ExxonMobil will cut 300 jobs in Singapore
Oil titan ExxonMobil to cut staff in Singapore as part of reducing cost and remaining competitive in the oil industry.
About 300 positions will be removed before the end of 2021, out of a total of more than 4,000 employees.
The reason for the cut is the unprecedented market conditions resulting from the Covid-19 pandemic and ongoing reorganization/work-process changes.
“This is a difficult but necessary step to improve our company’s competitiveness and strengthen the foundation of our business for future success”, said Geraldine Chin, Chairman and Managing Director, ExxonMobil Asia Pacific Pte Ltd.

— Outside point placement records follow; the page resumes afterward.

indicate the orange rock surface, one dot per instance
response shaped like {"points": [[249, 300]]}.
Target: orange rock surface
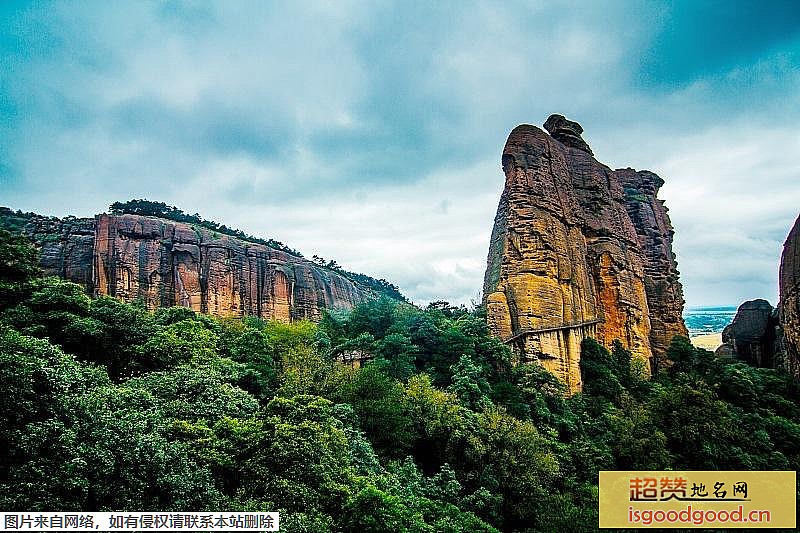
{"points": [[166, 263], [566, 260]]}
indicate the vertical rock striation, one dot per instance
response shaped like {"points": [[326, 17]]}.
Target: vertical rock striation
{"points": [[566, 259], [789, 306], [654, 231], [751, 334], [165, 263]]}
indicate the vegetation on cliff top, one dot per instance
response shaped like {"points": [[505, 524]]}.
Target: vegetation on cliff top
{"points": [[109, 406], [15, 222]]}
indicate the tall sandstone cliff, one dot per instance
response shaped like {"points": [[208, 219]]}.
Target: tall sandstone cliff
{"points": [[578, 250], [165, 263]]}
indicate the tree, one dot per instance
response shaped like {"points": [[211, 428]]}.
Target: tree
{"points": [[469, 385], [19, 266]]}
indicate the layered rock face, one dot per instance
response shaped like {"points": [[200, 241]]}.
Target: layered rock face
{"points": [[165, 263], [767, 337], [654, 231], [789, 306], [751, 334], [567, 260]]}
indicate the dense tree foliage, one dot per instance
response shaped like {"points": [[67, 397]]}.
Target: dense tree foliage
{"points": [[108, 406]]}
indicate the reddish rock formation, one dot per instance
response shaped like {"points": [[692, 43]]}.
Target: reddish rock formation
{"points": [[566, 260], [166, 263], [789, 306], [654, 230]]}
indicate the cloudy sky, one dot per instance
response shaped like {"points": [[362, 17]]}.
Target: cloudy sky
{"points": [[371, 132]]}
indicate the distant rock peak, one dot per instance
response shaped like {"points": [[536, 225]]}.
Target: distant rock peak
{"points": [[567, 132]]}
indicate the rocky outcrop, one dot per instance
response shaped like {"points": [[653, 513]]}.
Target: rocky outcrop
{"points": [[566, 260], [165, 263], [751, 334], [789, 306], [654, 231]]}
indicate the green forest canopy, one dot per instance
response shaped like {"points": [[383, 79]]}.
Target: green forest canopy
{"points": [[108, 406]]}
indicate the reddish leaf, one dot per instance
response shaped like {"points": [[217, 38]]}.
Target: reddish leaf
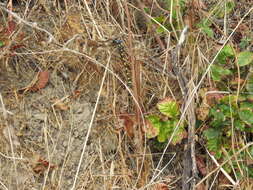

She added that Singapore continues to be a strategic location for the company, with a world-scale manufacturing complex and a talented workforce.
“The company remains committed to providing energy and products that are essential for society, while managing operations safely and responsibly, including reducing the risks of climate change”, ExxonMobil concluded.

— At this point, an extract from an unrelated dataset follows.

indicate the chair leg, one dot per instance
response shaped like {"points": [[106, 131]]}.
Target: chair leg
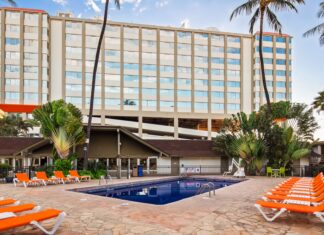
{"points": [[58, 222], [266, 217]]}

The oil major had a $20 billion lost in the last quarter of 2020 compared to a profit in the same period of 2019 due to the COVID-10 situation and changing landscapes.
In 2020, ExxonMobil reduced annual cash operating expenses by $8 billion, of which $3 billion are structural reductions.
The company expects to generate additional annual savings of $3 billion by 2023, resulting in total structural annual expense reductions of $6 billion, including savings from a global workforce reduction.